Integrated Skills - Laundry

By Activity Bank on May 17, 2013

This activity has been revised and was originally created by Mary Jane Clark and published in the Perkins Activity and Resource Guide (1st edition, 1992).  The second edition is available for purchase.

This activity allows teachers to use a natural setting to teach academic skills, which then helps the students apply these skills to their independent living needs. Lessons include sequencing, sorting, reading/listening, money, measurement, time, and motor skills.

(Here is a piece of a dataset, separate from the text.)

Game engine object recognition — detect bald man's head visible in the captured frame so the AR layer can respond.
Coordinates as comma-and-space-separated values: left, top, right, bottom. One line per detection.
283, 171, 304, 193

  • Sequence cards depicting items to be washed, or a recorded account of the steps involved in doing laundry
  • Laundry basket and laundry
  • Detergent and measuring tool


  • Start by discussing the sequence of the laundry process. Talk about what laundry is and why people do it.
  • Familiarize the student with the laundry facility. Allow the student to explore the area, and practice opening and closing the doors on the machines.
  • Sequencing
    • Have the student review the sequence of doing laundry by using sequence cards or listening to a recorded account of the steps involved in doing laundry. This recording can be made by the student, following the initial lesson on laundry. An example of sequencing cards is:
      • Gather dirty laundry.
      • Sort by color.
      • Measure detergent.
      • Pour detergent into machine.
      • Count out money for machine.
  • Sorting
    • Have the student sort laundry according to like items: all pants, all shirts, all towels, etc.
    • Have the student sort according to material: all terry cloth, all corduroy, etc. It may be helpful to sort items into separate baskets.
    • Have the student sort clothing by color. Clothing may be marked according to light or dark colors. For example, all dark items have a safety pin in the waistband or collar.
    • A color/temperature code may be helpful when loading and selecting water temperature. This chart can be brailled in advance and incorporated into a lesson about the effects of water temperature on clothing. Make the chart simple and easy to use.
  • Reading/listening
    • Make a checklist in braille, print, or an audiotape of items needed to do laundry, such as coins, dirty laundry, detergent, hangers, laundry bag. Review the list and assemble all items together.
    • Make a clothing checklist: have the student record in braille, print, audiotape, picture, or using tactile symbols to keep track of items removed from each room. This will also reinforce reading and number skills. Have the student deliver clothing to the appropriate bedroom or room.
  • Money Skills
    • In a coin-operated facility, have the student select appropriate coins for the machine. This activity may be done prior to doing laundry by having the student place the coins in small envelopes. For example, if the washing machine requires four quarters, have the students put four quarters into an envelope, thereby speeding up the laundry process.
  • Measurement
    • Have the student pour the appropriate amount of detergent into a measuring cup. This may be done in a number of ways:
      • Using a container that is the exact size needed, such as one-half cup, have the student scoop powdered detergent using the one-half cup measure.
      • After the student has mastered scooping the exact amount out of the box, have him practice pouring into the measuring cup.
      • Start by using liquid detergent over a sink or a bucket, then move to powdered detergent.
      • Place the cup on a counter or flat surface.
      • Using a small box of powdered detergent, practice pouring into the cup. For cleanup purposes, it may be helpful to place a tray under the cup.
      • Once the student has mastered filling up, begin using a larger cup and fill the cup half full. This will help develop the concept of half/whole.
      • The pouring and measuring activity may be done ahead of time by having the student measure and prepackage the detergent.
  • Time
    • Have the student listen for the timer on the machine to know when it is time to place the items in the dryer.
    • Have student set the timer on the dryer, based on the articles being dried (see next bullet). The timer can be preset to a general time, or, if time concepts and number recognition skills permit, use the timer to set the exact number of minutes.
    • A chart for drying may be helpful; the chart would list items that take longer to dry such as towels, jeans, etc. This will help the student estimate how long the entire load will take.
  • Motor
    • Using a laundry bag or basket, help the student organize his work space from left to right.
    • Place the basket on the floor or a table to the left of the machine, then have the student remove one object from the basket and place it in the machine.
    • Continue this procedure until the basket is empty.
    • Have the student move the basket to the right side of the machine. When the wash is finished, have him remove the clothing one item at a time and place it in the basket on the right.
    • Have the student help fold clothing. Begin by giving him items that are easy to fold such as washcloths or small towels.


Adjust the instructions accordingly for laundry being done at home versus in a coin-operated situation.